If you get stuck, please reply showing how far you have gotten, starting with how you turned 1/12 into a sum or difference of 1/2, 1/3, 1/4, and / or 1/6, and showing which trig identity you are using.
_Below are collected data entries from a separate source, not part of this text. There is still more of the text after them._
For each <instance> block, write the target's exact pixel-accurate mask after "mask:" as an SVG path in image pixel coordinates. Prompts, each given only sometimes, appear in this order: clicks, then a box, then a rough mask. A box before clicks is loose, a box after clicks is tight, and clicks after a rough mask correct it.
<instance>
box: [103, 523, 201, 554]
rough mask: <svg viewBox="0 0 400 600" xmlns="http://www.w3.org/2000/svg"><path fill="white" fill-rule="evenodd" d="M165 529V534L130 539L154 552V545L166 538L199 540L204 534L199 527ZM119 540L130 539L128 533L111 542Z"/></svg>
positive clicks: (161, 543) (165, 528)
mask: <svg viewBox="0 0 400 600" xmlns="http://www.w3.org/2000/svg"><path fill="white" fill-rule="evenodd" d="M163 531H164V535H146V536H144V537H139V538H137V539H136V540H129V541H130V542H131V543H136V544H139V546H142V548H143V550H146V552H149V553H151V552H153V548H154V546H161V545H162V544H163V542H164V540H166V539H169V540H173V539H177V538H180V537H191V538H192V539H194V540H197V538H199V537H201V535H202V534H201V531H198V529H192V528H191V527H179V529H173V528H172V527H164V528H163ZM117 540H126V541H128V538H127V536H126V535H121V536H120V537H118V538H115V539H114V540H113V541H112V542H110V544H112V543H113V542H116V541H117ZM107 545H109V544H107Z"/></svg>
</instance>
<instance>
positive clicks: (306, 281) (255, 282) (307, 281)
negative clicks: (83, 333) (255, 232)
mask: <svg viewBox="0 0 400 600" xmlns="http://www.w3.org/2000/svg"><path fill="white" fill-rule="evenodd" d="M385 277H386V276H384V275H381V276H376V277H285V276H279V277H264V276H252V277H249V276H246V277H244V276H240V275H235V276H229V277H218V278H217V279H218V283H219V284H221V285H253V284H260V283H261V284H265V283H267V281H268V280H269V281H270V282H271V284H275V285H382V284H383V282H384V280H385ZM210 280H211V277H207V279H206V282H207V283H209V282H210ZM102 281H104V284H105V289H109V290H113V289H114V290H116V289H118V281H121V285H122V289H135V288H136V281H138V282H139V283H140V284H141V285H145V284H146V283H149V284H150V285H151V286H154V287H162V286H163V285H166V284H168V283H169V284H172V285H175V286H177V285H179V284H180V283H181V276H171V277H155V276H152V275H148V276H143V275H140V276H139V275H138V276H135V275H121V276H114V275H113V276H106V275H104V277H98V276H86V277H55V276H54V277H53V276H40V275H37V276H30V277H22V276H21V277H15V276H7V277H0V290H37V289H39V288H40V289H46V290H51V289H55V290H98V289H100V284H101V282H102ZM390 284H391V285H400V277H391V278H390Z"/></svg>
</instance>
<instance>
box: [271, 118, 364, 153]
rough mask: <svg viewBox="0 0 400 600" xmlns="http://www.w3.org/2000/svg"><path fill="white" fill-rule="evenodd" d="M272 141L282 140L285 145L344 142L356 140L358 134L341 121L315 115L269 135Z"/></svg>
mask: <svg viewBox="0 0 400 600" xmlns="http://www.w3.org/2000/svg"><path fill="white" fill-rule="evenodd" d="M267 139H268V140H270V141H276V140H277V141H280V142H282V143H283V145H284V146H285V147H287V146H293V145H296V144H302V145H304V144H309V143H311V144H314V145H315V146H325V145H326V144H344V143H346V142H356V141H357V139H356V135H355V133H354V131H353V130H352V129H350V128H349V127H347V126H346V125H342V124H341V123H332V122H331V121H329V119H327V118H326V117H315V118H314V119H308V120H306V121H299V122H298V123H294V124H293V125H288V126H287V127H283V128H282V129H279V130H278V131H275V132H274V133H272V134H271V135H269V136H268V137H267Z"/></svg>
Thank you!
Hello,
U have this formula:
$\displaystyle sin^2(x)=\frac{1-cos(2x)}{2}\Rightarrow sin(x)=\sqrt{\frac{1-cos(2x)}{2}}$
$\displaystyle sin(\frac{\pi}{12})=\sqrt{\frac{1-cos(\frac{\pi}{6})}{2}}$
$\displaystyle sin(\frac{\pi}{12})=\sqrt{\frac{1-\frac{\sqrt{3}}{2}}{2}}$
Also u can have the next method
$\displaystyle sin(\frac{\pi}{4}-\frac{\pi}{6})=sin(\frac{\pi}{4})cos(\frac{\pi}{6} )-sin(\frac{\pi}{6})cos(\frac{\pi}{4})$
$\displaystyle sin(\frac{\pi}{4}-\frac{\pi}{6})=\frac{\sqrt{2}}{2}*\frac{1}{2}-\frac{\sqrt{3}}{2}*\frac{\sqrt{2}}{2}$
Have a nice day,
Hush_Hush.